J'ai tellement voulu que les 15 premiers fragments rendent l'esprit blasé du je omnipotent que je tente de définir, que je me suis prise au jeu. En fait ça me semble tellement froid, clinique. On dirait une autopsie à la première personne, de la première personne, comme si on avait le pouvoir de se regarder mort. J'arrive pas encore à prendre le recul nécessaire pour savoir si, ce faisant, je remporte petit à petit mon pari, ou si ça se contente d'être plate. Tout simplement.
Insomnie de gueule de bois, j’ai à peine dormi. L’esprit en grand écart, je vis au rythme parisien, cherchant ma montre sans arrêt pour mieux saisir le décalage qui m’est planté au corps. Quand je me réveille la nuit, l’immobilité me choque. Je cherche les bruits de Paris, le mouvement et le mal de cœur. Rien, c’est le silence banlieue. Je suis revenue chercher des racines et en quelques jours j’ai déjà sorti pelles et râteaux pour m’expatrier. L’envie de repartir précède toujours mes retours. L’envie de repartir, peut-être uniquement pour vérifier si la mort me suivra encore, si je suis vraiment condamnée. Quand la fauche frappe de façon cyclique, on devient un peu paranoïaque. On cherche des signes dans toutes les conneries de la vie.
Jour d’enterrement, je retrouve les regards de la plate gentillesse familiale en entrant dans l’église, traversant l’allée avec l’auréole des rescapés. On me sourit respectueusement puisque je donne l’impression d’être revenue pour le générique final, moi qui n’aurai vécu ni la maladie, ni le lent envol.
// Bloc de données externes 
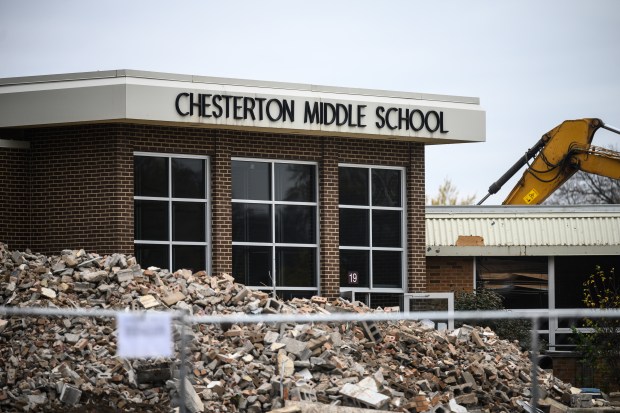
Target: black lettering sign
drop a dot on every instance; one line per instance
(321, 113)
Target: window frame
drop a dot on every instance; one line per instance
(370, 208)
(273, 220)
(170, 200)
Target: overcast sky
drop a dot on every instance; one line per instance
(532, 63)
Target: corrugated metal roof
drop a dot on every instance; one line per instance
(513, 230)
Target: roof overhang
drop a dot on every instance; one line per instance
(168, 99)
(476, 231)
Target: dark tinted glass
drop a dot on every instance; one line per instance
(288, 295)
(188, 221)
(354, 267)
(296, 267)
(151, 220)
(150, 176)
(251, 222)
(188, 257)
(386, 228)
(386, 187)
(252, 265)
(387, 269)
(251, 180)
(188, 178)
(295, 224)
(295, 183)
(354, 224)
(353, 183)
(522, 281)
(152, 255)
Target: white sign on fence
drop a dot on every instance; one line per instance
(144, 335)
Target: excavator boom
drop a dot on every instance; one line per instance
(558, 154)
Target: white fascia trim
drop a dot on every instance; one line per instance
(522, 250)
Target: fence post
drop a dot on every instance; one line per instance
(182, 357)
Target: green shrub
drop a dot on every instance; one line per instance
(601, 347)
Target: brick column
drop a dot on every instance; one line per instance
(416, 220)
(329, 234)
(15, 227)
(221, 208)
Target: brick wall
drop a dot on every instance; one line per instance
(74, 183)
(15, 204)
(82, 186)
(445, 274)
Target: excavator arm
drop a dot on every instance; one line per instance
(558, 154)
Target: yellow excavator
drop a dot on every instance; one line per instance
(558, 154)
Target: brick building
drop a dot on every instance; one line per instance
(296, 188)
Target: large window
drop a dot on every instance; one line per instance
(372, 228)
(171, 225)
(275, 226)
(533, 282)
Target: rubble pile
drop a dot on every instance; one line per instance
(70, 364)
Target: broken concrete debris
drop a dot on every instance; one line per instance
(61, 363)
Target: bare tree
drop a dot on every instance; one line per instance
(584, 188)
(449, 195)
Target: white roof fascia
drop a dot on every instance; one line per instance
(161, 98)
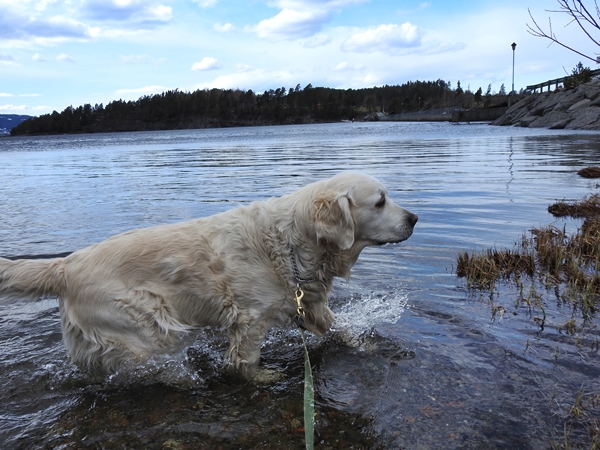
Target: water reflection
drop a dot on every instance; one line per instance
(476, 381)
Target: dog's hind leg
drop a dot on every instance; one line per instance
(245, 340)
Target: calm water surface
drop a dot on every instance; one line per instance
(474, 382)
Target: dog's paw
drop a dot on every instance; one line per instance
(266, 376)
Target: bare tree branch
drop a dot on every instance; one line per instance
(579, 13)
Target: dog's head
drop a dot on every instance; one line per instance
(354, 210)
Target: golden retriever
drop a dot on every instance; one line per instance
(133, 294)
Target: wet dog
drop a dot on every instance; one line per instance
(132, 295)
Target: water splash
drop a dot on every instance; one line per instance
(360, 313)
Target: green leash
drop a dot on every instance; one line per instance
(309, 387)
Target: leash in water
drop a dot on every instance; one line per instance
(309, 388)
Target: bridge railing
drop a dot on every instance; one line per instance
(534, 87)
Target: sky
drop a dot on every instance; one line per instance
(60, 53)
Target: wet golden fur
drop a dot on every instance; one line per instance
(133, 294)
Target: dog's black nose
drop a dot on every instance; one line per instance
(412, 219)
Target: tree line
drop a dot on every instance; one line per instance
(209, 108)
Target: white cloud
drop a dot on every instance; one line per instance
(63, 57)
(383, 38)
(223, 28)
(134, 11)
(146, 90)
(141, 59)
(13, 108)
(207, 63)
(317, 41)
(258, 79)
(292, 23)
(346, 67)
(205, 3)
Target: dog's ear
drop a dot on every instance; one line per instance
(333, 221)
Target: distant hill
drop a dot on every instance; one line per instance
(9, 121)
(176, 110)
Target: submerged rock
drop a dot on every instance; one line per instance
(575, 109)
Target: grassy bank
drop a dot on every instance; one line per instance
(568, 267)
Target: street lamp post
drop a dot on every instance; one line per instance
(512, 92)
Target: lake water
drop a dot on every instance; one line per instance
(475, 381)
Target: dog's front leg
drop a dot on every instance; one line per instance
(245, 340)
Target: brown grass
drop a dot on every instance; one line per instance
(570, 267)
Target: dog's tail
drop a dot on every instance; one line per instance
(30, 278)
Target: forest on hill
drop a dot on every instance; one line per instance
(210, 108)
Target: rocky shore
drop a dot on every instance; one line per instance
(575, 109)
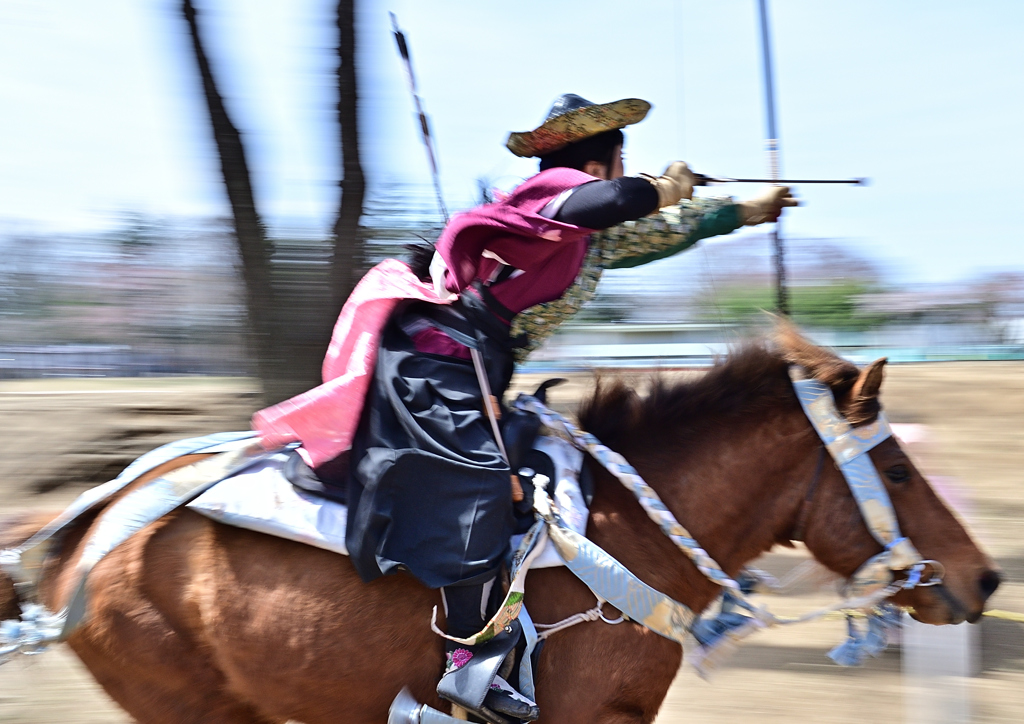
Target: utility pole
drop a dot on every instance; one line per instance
(774, 172)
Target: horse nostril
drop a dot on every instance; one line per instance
(988, 582)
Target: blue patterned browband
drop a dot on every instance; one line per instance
(866, 590)
(849, 446)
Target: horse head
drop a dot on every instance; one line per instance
(835, 530)
(737, 461)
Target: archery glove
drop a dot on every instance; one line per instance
(675, 183)
(766, 206)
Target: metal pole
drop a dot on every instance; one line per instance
(428, 141)
(781, 296)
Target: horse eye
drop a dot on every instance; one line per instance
(898, 474)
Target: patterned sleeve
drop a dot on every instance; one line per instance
(669, 231)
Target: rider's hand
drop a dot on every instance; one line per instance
(675, 183)
(766, 206)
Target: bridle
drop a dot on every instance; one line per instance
(898, 566)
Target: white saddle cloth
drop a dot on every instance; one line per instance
(262, 499)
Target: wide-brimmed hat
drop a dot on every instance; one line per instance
(572, 119)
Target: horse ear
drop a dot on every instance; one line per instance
(869, 382)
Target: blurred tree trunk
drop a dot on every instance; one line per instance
(348, 260)
(291, 310)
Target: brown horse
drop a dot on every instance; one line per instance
(192, 621)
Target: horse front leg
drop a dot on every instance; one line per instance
(596, 673)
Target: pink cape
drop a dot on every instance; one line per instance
(326, 417)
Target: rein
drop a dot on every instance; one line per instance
(866, 590)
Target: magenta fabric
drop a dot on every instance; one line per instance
(325, 418)
(549, 253)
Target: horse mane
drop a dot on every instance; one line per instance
(753, 378)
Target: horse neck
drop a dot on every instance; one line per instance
(737, 491)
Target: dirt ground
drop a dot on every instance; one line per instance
(973, 414)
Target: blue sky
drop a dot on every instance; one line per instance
(100, 116)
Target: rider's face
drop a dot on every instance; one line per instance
(602, 170)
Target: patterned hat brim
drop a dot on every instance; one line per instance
(577, 125)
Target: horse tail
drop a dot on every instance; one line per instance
(15, 529)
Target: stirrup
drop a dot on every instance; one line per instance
(471, 681)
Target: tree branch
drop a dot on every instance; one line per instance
(347, 262)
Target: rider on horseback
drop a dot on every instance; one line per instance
(428, 485)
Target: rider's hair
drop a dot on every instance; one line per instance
(600, 148)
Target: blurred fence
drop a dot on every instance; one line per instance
(157, 299)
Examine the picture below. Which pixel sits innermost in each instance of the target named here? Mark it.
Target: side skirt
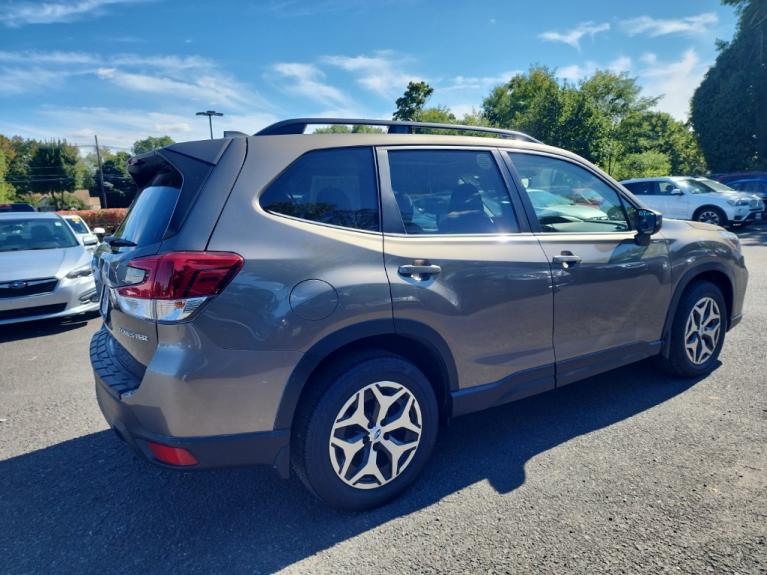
(545, 378)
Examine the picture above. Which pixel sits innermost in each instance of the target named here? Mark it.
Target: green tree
(410, 104)
(642, 165)
(118, 184)
(151, 143)
(6, 190)
(52, 170)
(728, 108)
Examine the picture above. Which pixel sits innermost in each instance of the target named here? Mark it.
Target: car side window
(335, 186)
(665, 188)
(569, 198)
(641, 188)
(451, 192)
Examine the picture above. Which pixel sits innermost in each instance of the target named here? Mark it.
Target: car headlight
(80, 272)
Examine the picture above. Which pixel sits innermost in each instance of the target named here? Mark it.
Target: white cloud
(675, 81)
(476, 83)
(654, 27)
(188, 78)
(380, 73)
(573, 37)
(18, 14)
(308, 82)
(576, 72)
(119, 128)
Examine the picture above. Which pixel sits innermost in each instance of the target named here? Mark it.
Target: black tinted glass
(335, 187)
(149, 215)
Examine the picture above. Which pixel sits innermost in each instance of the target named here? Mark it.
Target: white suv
(688, 199)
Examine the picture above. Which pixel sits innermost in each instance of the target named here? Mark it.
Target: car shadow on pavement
(90, 505)
(753, 235)
(43, 327)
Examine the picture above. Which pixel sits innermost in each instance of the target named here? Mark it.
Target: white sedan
(687, 199)
(45, 272)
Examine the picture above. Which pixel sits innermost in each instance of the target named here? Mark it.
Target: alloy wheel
(375, 435)
(702, 331)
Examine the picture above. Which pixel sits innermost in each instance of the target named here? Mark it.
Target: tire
(704, 348)
(334, 400)
(710, 215)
Si bien élevée, je sais dire toutes les platitudes d’occasion. Une seule idée m’obsède : il me semble que je rattrape quelque chose pour cette autre mort que j’ai manquée. Je volais. Pour cet autre enterrement auquel je ne serai jamais allée. J’avais précédé le deuil imbuvable. Inconsciemment, j’ai sûrement planifié mon départ à Paris pour fuir ce qui ne s’était pas encore produit.
À la sortie de l’église, je soutiens mon père qui baigne dans le miel de ses faux sourires, une boîte en bois de rose sous le bras. Une tante s’approche pour me dire que la défunte parlait souvent de moi avant de mourir. Je ne saurai jamais si elle dit vrai ou si elle a trouvé ce seul prétexte pour venir sympathiser. Comment leur en vouloir, j’ai quelque chose d’étranger d’arriver comme ça dans l’intimité de leur douleur que j’ai vécue jusque-là comme un entrefilet d’un média communautaire. Pourtant, les mises en scènes mortuaires me lèvent le cœur à la longue, et je ne crois plus au deuil des autres, y reconnaissant mes propres hypocrisies. M’entendre sangloter ici sonnerait aussi faux que de m’entendre jouir ailleurs.
Je n’écoute pas la prière, il fait beau et le trou me semble désespérément petit pour accueillir la taille de son orgueil et la vivacité de mes souvenirs. Le chant d’un oiseau me fait sourire sous le regard désapprobateur des pleureuses patentées. Dans leur rigidité, leur regard posé, la foi qui pend au cou, j’ai perdu le sens de mes rappels d’elle.
Quelqu’un dépose le bois de rose pour qu’il s’endorme dans les entrailles d’une terre fertilisée à l’engrais chimique. Le fossoyeur a quelque chose de la caricature : quelque part entre le burlesque et le film d’horreur. Grassouillet et rougeaud, la casquette pour cacher le chauve, il enterre la boîte comme on fait son jardin, avec vigueur, détermination et dynamisme. Ce fossoyeur est édenté, alors je lui souris. Il me semble que les gens édentés ne peuvent être mesquins. Lorsqu’il m’adresse la parole, je ne comprends pas son accent. Quand la beauté de nos mots ne sonne plus que comme des fritures sur la ligne, on se sent étrangère jusque chez les morts.